Review by: Jonathan Hopkins
Album assigned by: Dinar Khayrutdinov
Before I get to the review, let me tell you that finding any information on this album or this band is borderline impossible. Aquarium has exactly one album entry on RYM, and isn’t this one. Sister Chaos wasn’t on Spotify in my country, nor was it anywhere easily available online. I was very lucky that exactly one person had it up on Soulseek, and that the mp3s were good quality.
Broadly speaking, Sister Chaos could probably be described as art-pop, but it’s fairly difficult to nail down. I have no knowledge of Aquarium outside of this, but here, at least, their greatest asset is their unpredictability. None of the songs really sound like each other, and the surprising moments scattered throughout the songs tend to be the best parts of the album, such as the suggestive slide riff that pops up occasionally in the funky “500” (I used to play bass for the Funky 500) or the lovely piano break that appears out of nowhere in “Fording.”
Aquarium have quite a lot of influences on display, and strangely, its diversity might be a weakness. Most of these songs are good, but none of them have much of an identity of their own. They have a few defining quirks, but in many ways, “Brother Nicotine” is a Beck song, “Fate’s Foot” is something off Harmonium’s first album, “500” largely feels like The Stone Roses (albeit with very different instrumentation), etc. That’s not to say that it’s bad. The pastiches are good. I just have a difficult time grasping exactly who Aquarium are as a band, other than that they like their trip-hop rhythms and psychedelic tinges here and there.

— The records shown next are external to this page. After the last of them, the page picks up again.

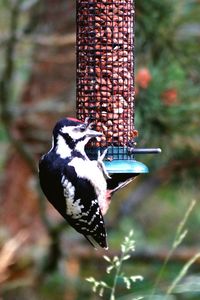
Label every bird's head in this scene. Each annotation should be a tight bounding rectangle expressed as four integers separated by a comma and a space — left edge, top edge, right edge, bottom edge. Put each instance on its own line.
53, 118, 102, 158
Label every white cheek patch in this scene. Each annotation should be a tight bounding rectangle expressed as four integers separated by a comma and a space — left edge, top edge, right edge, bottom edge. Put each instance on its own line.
56, 135, 72, 159
60, 126, 85, 140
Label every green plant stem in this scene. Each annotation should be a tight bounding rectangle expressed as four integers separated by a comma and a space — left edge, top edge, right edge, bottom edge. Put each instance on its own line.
110, 252, 126, 300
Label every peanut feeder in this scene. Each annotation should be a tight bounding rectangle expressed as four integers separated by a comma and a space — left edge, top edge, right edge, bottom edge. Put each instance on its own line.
76, 0, 160, 184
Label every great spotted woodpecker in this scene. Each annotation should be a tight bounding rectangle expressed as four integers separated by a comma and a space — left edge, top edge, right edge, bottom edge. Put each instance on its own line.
39, 118, 133, 249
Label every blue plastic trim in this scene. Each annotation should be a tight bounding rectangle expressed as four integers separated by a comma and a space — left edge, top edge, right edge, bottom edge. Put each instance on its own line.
104, 160, 149, 174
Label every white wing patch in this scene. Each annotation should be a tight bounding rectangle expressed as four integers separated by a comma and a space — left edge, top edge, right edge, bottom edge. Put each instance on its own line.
62, 176, 84, 219
69, 157, 107, 211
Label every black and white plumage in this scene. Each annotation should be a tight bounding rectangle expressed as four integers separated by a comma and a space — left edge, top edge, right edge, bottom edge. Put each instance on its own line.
39, 118, 110, 248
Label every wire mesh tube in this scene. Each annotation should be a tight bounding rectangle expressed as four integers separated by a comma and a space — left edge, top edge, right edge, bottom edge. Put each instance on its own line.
76, 0, 137, 152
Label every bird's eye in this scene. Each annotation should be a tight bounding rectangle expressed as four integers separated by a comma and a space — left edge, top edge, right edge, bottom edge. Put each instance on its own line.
79, 125, 86, 132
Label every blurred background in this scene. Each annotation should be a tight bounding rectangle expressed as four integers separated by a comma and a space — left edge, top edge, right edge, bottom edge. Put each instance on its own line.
0, 0, 200, 300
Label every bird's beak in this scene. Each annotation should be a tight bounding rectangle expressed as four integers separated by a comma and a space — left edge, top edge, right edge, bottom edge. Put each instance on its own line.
86, 128, 103, 138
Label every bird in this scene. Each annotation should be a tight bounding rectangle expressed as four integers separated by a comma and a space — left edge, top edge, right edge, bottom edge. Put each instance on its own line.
39, 118, 109, 249
39, 118, 134, 249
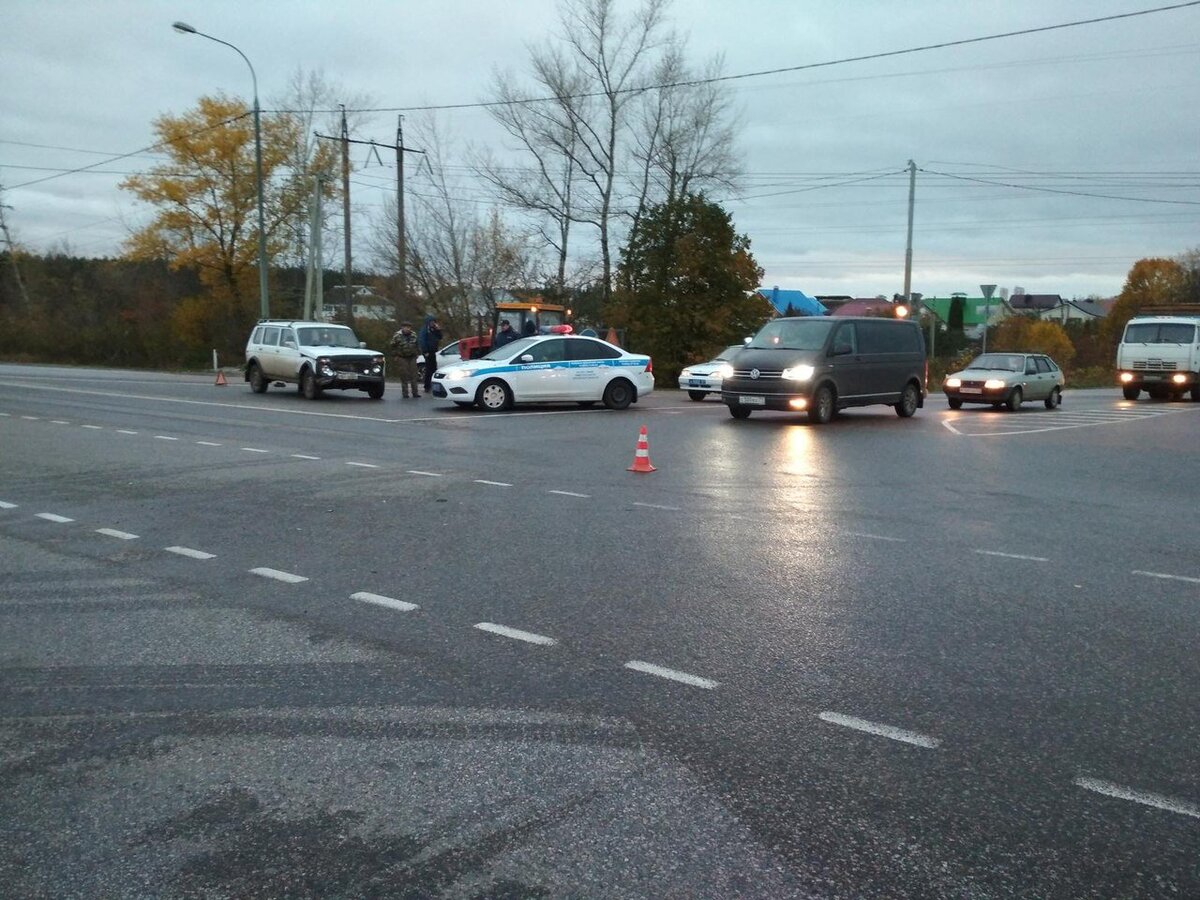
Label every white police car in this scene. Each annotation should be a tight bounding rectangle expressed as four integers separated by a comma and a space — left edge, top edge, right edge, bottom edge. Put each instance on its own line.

The album seems very even to me, but if I had to pick a couple of highlights, I’d go with the slightly jazzy, slide driven “Psalm 151,” “Fording,” which combines its groovy verses with a, unexpected catchy upbeat pop chorus, and the bright piano pop of “Cardiogram.” The only thing that doesn’t really hold up for me is “Rastamen from Hicksville,” which is an amazing title wasted on a rather bland stab at reggae. While I basically enjoy Sister Chaos, nothing stands out to me much, and nothing ever strikes me as great or brilliant. It’s a pretty good album, certainly invested with a lot of craft and talent, and worth a few listens, but I’ll probably never feel like pulling it out again.